Beginning in the summer of 2020, after China beat back its first pandemic wave, the economy seemed to be shielded by strict zero-covid controls, recalls a woman selling furniture with a 1950s retro feel. But as the pandemic dragged on, she watched customers cancel orders and rethink home-renovation plans as their own businesses suffered. Now, post-pandemic caution “makes people spend conservatively”.
Over strong black tea, the co-owner of a small delivery company recalls how “lively” customers were in March and April, after covid controls were lifted. What he calls that spending “craze” wore off, though, and people now need to work and earn more. Delivery rates to Zhengzhou, a central city, have dropped to 1.5 yuan per kg, down from 1.8 yuan before the pandemic, he sighs.
Domestic tourism surged after the pandemic, says a worker in a warehouse filled with cheap furniture for hotels. “Everywhere is full of people, at least.” But crowds are not spending as they once did, she says. “A lot of people don’t have that much cash on hand.”

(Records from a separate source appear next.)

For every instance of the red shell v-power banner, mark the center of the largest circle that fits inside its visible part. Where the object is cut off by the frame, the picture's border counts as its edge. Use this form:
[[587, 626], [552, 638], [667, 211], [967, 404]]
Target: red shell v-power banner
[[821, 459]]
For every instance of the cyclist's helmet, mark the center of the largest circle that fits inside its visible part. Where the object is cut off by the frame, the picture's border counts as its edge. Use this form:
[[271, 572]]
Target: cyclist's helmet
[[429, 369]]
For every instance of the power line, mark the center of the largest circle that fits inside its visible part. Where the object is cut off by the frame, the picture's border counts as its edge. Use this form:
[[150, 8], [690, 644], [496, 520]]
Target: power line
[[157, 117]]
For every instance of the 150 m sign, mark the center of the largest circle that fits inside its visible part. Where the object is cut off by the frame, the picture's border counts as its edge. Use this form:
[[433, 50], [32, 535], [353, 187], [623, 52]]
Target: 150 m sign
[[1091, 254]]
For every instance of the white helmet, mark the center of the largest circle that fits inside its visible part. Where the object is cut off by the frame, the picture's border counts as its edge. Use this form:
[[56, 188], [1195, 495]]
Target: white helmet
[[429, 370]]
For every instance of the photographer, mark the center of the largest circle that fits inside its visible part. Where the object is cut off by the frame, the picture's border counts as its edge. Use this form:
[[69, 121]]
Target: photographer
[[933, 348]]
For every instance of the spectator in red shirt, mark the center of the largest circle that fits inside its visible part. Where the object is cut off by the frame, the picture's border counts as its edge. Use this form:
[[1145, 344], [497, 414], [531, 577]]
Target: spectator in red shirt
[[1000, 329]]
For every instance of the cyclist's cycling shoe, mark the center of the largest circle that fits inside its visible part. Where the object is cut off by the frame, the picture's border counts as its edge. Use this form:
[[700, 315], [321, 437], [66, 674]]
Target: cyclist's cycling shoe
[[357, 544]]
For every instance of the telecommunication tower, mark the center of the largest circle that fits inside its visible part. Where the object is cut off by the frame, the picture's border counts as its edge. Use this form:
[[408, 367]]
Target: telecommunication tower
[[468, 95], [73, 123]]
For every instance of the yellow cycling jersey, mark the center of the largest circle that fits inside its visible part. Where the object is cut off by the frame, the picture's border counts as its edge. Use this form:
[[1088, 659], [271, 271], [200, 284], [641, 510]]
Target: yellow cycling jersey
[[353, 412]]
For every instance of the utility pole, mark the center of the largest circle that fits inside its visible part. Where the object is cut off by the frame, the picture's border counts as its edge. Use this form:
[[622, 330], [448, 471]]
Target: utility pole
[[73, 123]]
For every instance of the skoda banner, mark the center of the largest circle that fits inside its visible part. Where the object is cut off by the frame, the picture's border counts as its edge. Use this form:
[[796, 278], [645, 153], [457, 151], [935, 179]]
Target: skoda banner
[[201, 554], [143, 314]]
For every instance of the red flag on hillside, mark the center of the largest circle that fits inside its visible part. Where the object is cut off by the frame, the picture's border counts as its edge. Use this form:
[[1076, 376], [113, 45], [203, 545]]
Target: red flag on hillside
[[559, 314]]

Foreigners remain a strikingly rare sight in most of China. Furniture buyers from India, Africa and Arab countries have begun returning to Foshan, but they are not seen as big-spending saviours. They want bargains, says a woman selling marble-topped tables. Indians want designs that Chinese people favoured in the 1990s, she confides, a bit witheringly. Out of her hearing moments later, an Indian trader assures Chaguan that customers in India like modern, minimalist furniture, “not this Chinese style”.
A party ill-suited to fixing this problem
It is easy for outsiders to underestimate the housing wealth of many urban Chinese. A saleswoman talks with relief of buying a flat in Foshan a decade ago when it was “cheap”. She is not wrong: local prices have almost doubled since 2013. In the 1990s tens of millions of urban Chinese bought subsidised flats from state employers for less than a fancy table costs now at the Louvre mall. Some are worth 50 times as much today.
That same sense of security is out of reach for those yet to buy. A migrant from Jiangxi, a poor inland province, considered buying a flat in Foshan last year. The local government has reduced the minimum mortgage deposit for first-time buyers to 20 per cent, lowering one barrier to ownership. But she is not buying now: her income is not stable and she is saving for accidents or health crises. In her early 30s, she has never known life to feel so uncertain.
Foshan reveals a China sunk in gloom. That is a puzzle for a party obsessed with control. Bad news can be censored and the unhappy hidden from view. Policies can be imposed. But no ruler can order people to feel confident and spend.